Do you need a full API, or would a widget or white-label path get you live faster?

For example Travel Curious explicitly highlights loyalty-program integration, points redemption, merchant services, dispute management, and fraud controls, while Viator draws a clear line between affiliate and merchant models.

Provider types: affiliate vs booking vs distributor

Affiliate is the lightest model. It is usually faster to launch, but you get less control over checkout and redemption design. For example Viator’s affiliate API is content-only, redirects traffic to Viator for the transaction, and keeps Viator as merchant of record and customer-service owner.

Booking or merchant models are stronger when you want a native experience inside your own loyalty or banking environment. For example Viator’s Merchant API keeps the transaction on the partner’s site, with the partner controlling the customer journey. While Bridgify centers on partner-owned embedded experiences through API and white-label launch paths for banks, loyalty programs, and digital platforms.
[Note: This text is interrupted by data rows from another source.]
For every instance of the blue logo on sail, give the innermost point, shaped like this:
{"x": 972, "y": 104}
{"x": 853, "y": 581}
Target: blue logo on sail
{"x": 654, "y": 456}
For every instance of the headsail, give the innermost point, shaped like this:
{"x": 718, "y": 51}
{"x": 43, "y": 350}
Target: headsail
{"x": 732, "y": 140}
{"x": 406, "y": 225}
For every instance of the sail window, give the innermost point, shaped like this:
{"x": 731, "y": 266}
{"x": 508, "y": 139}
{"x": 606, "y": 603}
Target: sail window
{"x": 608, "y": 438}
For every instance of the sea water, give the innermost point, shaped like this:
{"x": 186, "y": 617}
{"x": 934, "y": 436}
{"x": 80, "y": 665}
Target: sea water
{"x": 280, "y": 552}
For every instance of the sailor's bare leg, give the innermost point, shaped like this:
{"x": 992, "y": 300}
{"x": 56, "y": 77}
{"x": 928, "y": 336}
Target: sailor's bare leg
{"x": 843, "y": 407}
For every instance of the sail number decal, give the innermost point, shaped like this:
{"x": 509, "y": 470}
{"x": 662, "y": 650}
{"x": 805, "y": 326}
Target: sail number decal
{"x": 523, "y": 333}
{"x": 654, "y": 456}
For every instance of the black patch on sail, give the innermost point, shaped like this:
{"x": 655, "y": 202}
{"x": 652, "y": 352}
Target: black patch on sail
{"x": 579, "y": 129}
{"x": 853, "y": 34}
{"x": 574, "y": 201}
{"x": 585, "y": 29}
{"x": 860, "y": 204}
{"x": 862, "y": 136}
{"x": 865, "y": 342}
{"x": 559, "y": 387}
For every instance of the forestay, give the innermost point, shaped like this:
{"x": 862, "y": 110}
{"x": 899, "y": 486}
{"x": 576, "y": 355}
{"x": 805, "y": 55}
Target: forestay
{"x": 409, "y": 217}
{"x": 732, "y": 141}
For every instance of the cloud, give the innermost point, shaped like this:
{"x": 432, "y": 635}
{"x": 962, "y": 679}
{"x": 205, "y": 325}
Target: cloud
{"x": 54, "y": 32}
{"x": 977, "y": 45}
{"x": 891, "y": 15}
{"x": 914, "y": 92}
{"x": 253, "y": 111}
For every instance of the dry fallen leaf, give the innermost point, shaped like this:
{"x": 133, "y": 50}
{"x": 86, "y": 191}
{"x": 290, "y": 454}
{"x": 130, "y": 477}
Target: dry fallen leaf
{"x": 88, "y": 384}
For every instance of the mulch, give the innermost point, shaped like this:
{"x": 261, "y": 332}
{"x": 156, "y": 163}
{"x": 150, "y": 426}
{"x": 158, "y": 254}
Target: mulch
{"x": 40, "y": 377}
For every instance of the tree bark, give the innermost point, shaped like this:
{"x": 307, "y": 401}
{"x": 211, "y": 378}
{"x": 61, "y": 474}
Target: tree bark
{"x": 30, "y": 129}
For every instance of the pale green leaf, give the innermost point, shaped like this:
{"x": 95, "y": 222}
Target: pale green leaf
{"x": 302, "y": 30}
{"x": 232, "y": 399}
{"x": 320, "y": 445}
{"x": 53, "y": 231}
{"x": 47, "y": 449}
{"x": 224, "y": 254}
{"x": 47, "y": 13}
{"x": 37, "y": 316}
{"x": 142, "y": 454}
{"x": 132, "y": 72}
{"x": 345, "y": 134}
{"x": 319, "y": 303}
Distributor models sit somewhere in between. They typically expose inventory, pricing, and booking tools through a partner program, but access is often gated. For example Tiqets describes its Distributor API as a fit for distribution partners including OTAs and corporate benefits or gifting platforms, while GetYourGuide requires a partner account to access its marketplace API.

Integration checklist for banks and loyalty teams

Before committing to a partnership, ask yourself these questions:

Can users earn or redeem points, cashback, or other incentives inside the flow?
Who is merchant of record?
Who handles refunds, disputes, and post-booking support?
Is the launch path API-only, or are widget / portal / white-label options available?
Are pricing, availability, and vouchers handled in real time?
Does the product support multi-currency and localization?
Is access instant, qualification-led, or performance-gated?
Is the supply broad enough for your use case, or mainly attraction ticketing?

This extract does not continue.